1) Residues in the active site of PglB are essential for catalysis, but not necessarily for peptide binding. Mutations of the essential Asp-56 and Glu-319 to alanine not only decreased in vivo and in vitro rates, but also drastically lower in vitro peptide affinity. This suggests that, along with bound metal, these residues provide stabilizing interactions to the amide group of the acceptor asparagine. In contrast, the conserved Arg-375 was essential for catalysis, but not for binding. Whereas replacing Arg-375 with a lysine preserved peptide binding and catalytic activity, changing it to an alanine abolished catalysis, but without affecting peptide binding. This observation agrees with the hypothesis that Arg-375 provides critical interactions with the pyrophosphate moiety in the LLO substrate. It also validates the experimental approach of studying peptide binding and catalysis using distinct techniques to obtain mechanistic insight.
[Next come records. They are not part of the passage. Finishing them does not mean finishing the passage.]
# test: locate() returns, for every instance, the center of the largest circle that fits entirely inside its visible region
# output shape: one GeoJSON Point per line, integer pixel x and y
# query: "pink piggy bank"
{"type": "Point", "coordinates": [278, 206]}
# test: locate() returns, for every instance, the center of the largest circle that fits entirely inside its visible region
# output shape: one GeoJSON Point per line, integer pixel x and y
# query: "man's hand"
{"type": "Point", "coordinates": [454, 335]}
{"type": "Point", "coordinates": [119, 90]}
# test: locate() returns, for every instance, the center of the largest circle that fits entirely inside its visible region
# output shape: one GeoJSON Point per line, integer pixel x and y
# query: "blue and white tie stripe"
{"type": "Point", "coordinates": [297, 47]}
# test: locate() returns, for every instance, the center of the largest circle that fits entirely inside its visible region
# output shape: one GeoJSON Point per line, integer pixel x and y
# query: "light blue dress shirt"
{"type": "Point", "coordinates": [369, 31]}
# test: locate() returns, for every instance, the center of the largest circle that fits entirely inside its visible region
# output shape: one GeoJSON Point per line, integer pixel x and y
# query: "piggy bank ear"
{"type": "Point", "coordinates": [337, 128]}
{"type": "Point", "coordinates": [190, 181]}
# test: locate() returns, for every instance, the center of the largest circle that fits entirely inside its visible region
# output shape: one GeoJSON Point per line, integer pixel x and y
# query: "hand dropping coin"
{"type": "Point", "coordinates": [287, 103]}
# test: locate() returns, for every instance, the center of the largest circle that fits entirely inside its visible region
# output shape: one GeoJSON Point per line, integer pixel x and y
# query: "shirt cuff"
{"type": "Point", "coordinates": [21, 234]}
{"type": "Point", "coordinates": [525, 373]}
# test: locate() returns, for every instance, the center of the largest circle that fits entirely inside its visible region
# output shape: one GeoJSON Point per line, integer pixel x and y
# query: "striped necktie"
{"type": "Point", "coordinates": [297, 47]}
2) The bound metal ion in the active site of PglB is not only essential for catalysis, but also for peptide binding. The requirement of a divalent cation for OST activity is generally accepted (14, 23, 3638). However, it was primarily assumed to act as a Lewis acid to stabilize the lipid-pyrophosphate leaving group, in analogy to metal-dependent glycosyltransferases (35). As the metal ion is not in direct contact with the acceptor peptide, its strict requirement for peptide binding to PglB was unexpected. However, it is consistent with the finding that active site residues Asp-56 and Glu-319, which contact bound metal ion, also contribute to peptide binding.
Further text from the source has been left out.